AC Milan have been European Champions seven times but have had no silverware since winning their 18th Serie A title in 2011. The club has amassed debts of 250 million euros ($279.98 million) and posted a loss of 91 million euros last year.
Italian media reports said Bee, executive director of private equity group Thai Prime, was offering 500 million euros (£370 million) for a 51 percent stake in Milan.
But Fininvest, the holding company of Silvio Berlusconi, on Saturday said AC Milan would remain in the former premier's hands and Fininvest "foresees the acquisition of a minority stake by a group of investors".
Bee's interest in Milan has taken him from relative obscurity in Thailand, a Southeast Asian nation with more than 25 billionaires, according to Forbes Magazine.
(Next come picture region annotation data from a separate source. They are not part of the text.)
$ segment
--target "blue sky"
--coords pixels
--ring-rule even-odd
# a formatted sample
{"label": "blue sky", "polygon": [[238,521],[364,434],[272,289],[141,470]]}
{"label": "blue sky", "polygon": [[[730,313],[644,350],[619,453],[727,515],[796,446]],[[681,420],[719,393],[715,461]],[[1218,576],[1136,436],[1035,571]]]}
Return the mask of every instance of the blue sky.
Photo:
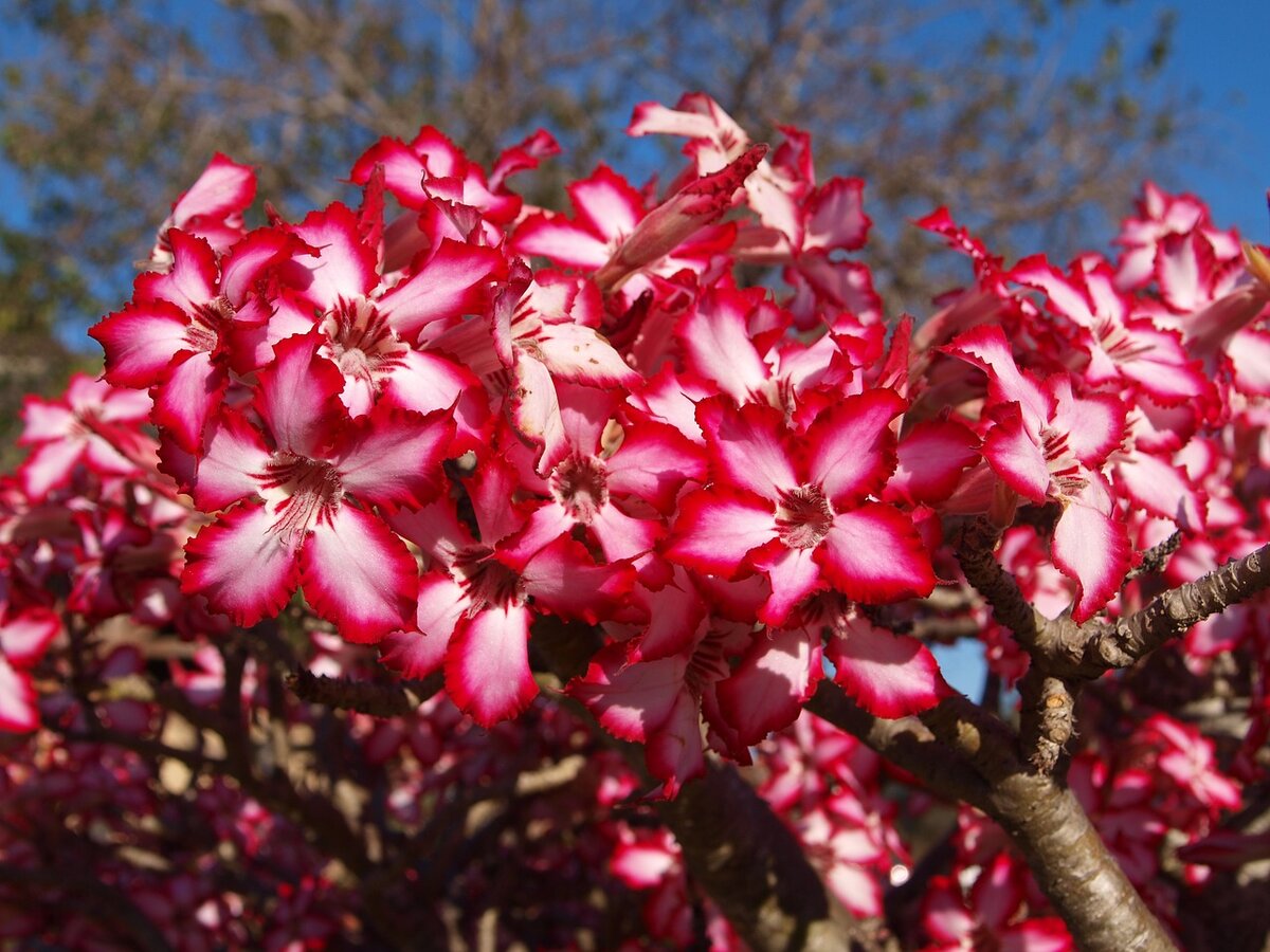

Bee is not among them and has refused to say how he would finance any Milan deal.
If the sale goes ahead, Bee would be the latest in a series of Thai businessman with interests in top flight football and the first to venture into the Italian game.
Billionaire Vichai Srivaddhanaprabha, founder of King Power duty free, is owner of Premier League Leicester City while former prime minister Thaksin Shinawatra's short reign as Manchester City chairman ended in 2008.
That club was sold to a consortium under the Abu Dhabi United Group.
Thaksin also expressed interest in 2004 in jointly buying a 25 percent stake in England's Liverpool alongside beverages billionaire Charoen Sirivadhanabhakdi, whose Beer Chang brand is on the shirts of Merseyside rivals Everton.